I am a PhD student at the University of Texas at Dallas (UTD) in the Human Language Technology Research Institute (HLTRI) under the guidance of Dr. Sanda Harabagiu.
My work typically falls within the intersection of natural language processing (NLP), information retrieval (IR), and medical informatics.
As for my educational history, I graduated from Highland Park Public Highschool in 2007.
I then completed my Bachelor of Science in Computer Science at the University of Texas at Dallas in 2011.
From there, I went on to complete my Master of Science in Computer Science at the University of Texas at Dallas in 2013.
The advent of electronic medical records (EMRs) has sparked a wide interest in using clinical data for research.
However, although some data is easily retrieved from structured fields within these EMRs, the majority of information is locked within free-text fields.
These free-text portions of EMRs contain a wide variety of medical knowledge, such as patient history, physical exam finds, radiology reports, operative notes, discharge summaries, and lab reports.
Unlocking the knowledge encoded within these free-text EMRs requires a combination of natural language processing, information retrieval, and bioinformatics.
This project focuses on the problem of identifying EMRs relevant to certain hospital patient cohorts (groups of hospital patients sharing certain attributes).
To this end, we produced a system that participated in the TRECMed EMR-retrieval track.
Participants in this evaluation were given a set of EMRs from the University of Pittsburgh BLU-Lab NLP Repository as well as a mapping organizing each EMR into its associated patient's visit to the hospital.
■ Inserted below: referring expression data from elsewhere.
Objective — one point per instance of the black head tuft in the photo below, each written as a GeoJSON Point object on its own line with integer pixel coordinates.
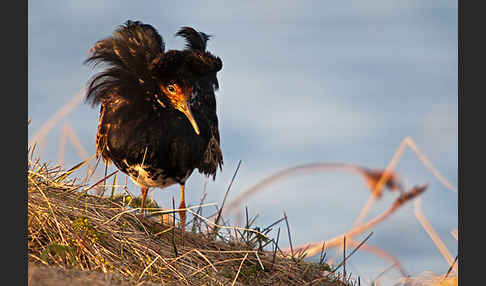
{"type": "Point", "coordinates": [131, 53]}
{"type": "Point", "coordinates": [194, 40]}
{"type": "Point", "coordinates": [137, 62]}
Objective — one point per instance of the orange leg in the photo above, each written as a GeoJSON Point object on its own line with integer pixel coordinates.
{"type": "Point", "coordinates": [182, 213]}
{"type": "Point", "coordinates": [144, 191]}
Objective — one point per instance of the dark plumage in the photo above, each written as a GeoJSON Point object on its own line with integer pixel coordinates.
{"type": "Point", "coordinates": [158, 117]}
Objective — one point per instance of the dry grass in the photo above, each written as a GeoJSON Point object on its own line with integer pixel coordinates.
{"type": "Point", "coordinates": [82, 239]}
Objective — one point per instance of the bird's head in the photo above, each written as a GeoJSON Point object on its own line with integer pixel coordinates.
{"type": "Point", "coordinates": [140, 69]}
{"type": "Point", "coordinates": [178, 96]}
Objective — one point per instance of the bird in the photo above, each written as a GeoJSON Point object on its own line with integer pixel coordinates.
{"type": "Point", "coordinates": [158, 120]}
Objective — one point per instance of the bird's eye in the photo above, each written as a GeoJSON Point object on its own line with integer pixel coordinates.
{"type": "Point", "coordinates": [171, 88]}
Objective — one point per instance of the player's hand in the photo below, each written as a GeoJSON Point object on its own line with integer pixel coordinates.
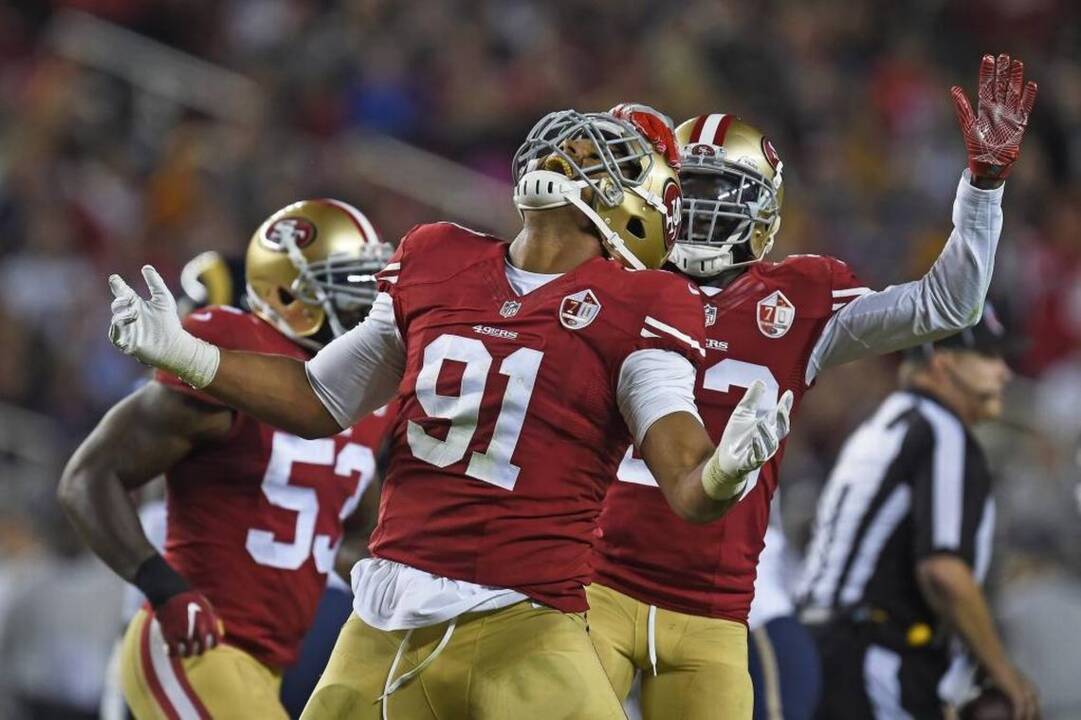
{"type": "Point", "coordinates": [1021, 692]}
{"type": "Point", "coordinates": [189, 624]}
{"type": "Point", "coordinates": [992, 134]}
{"type": "Point", "coordinates": [149, 330]}
{"type": "Point", "coordinates": [750, 439]}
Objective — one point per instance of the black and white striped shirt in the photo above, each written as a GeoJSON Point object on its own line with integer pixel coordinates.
{"type": "Point", "coordinates": [910, 482]}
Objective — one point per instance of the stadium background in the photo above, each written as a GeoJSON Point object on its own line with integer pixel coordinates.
{"type": "Point", "coordinates": [135, 132]}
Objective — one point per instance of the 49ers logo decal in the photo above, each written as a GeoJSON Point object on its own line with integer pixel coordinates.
{"type": "Point", "coordinates": [299, 230]}
{"type": "Point", "coordinates": [674, 217]}
{"type": "Point", "coordinates": [771, 154]}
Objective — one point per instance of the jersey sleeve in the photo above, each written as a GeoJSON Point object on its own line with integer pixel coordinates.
{"type": "Point", "coordinates": [217, 325]}
{"type": "Point", "coordinates": [844, 285]}
{"type": "Point", "coordinates": [657, 377]}
{"type": "Point", "coordinates": [947, 501]}
{"type": "Point", "coordinates": [945, 301]}
{"type": "Point", "coordinates": [360, 371]}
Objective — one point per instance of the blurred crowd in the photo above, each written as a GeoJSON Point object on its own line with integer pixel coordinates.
{"type": "Point", "coordinates": [111, 163]}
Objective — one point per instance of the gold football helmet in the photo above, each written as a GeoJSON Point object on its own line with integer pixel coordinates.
{"type": "Point", "coordinates": [626, 186]}
{"type": "Point", "coordinates": [731, 176]}
{"type": "Point", "coordinates": [310, 269]}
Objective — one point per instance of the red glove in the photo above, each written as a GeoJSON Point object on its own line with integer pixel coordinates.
{"type": "Point", "coordinates": [993, 134]}
{"type": "Point", "coordinates": [654, 125]}
{"type": "Point", "coordinates": [189, 624]}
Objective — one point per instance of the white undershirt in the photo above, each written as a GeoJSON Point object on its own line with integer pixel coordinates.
{"type": "Point", "coordinates": [360, 372]}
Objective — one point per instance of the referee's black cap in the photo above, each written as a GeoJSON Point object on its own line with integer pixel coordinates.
{"type": "Point", "coordinates": [988, 336]}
These hospital visits varied from consiting of a single EMR to consisting of up to four hundred and fifteen EMRs.
We were additionally provided with a set of training and testing topics based on a list of priority areas for research authored by the Institute of Medicine.
Each topic targets certain patient cohorts and is designed to find a population for which comparative effectiveness studies may be performed.
The purpose of our retrieval system is to return a ranked list of hospital visits that satisfy the requirements expressed by each patient cohort "topic".
Inducing Qualified Medical Knowledge
Electronic Medical Records (EMRs) encode an extraordinary amount of medical knowledge.
Unfortunately, collecting and interpreting this knowledge belies a significant level of clinical understanding.
Although most effort on this front has been regarding medical ontologies, these ontologies were designed primarily for conceptual organization, rather than automated semantic reasoning of language.
Moreover, clinical text often contains an extraordinary amount of variation regarding the author’s belief state – whether something is present, uncertain, or absent.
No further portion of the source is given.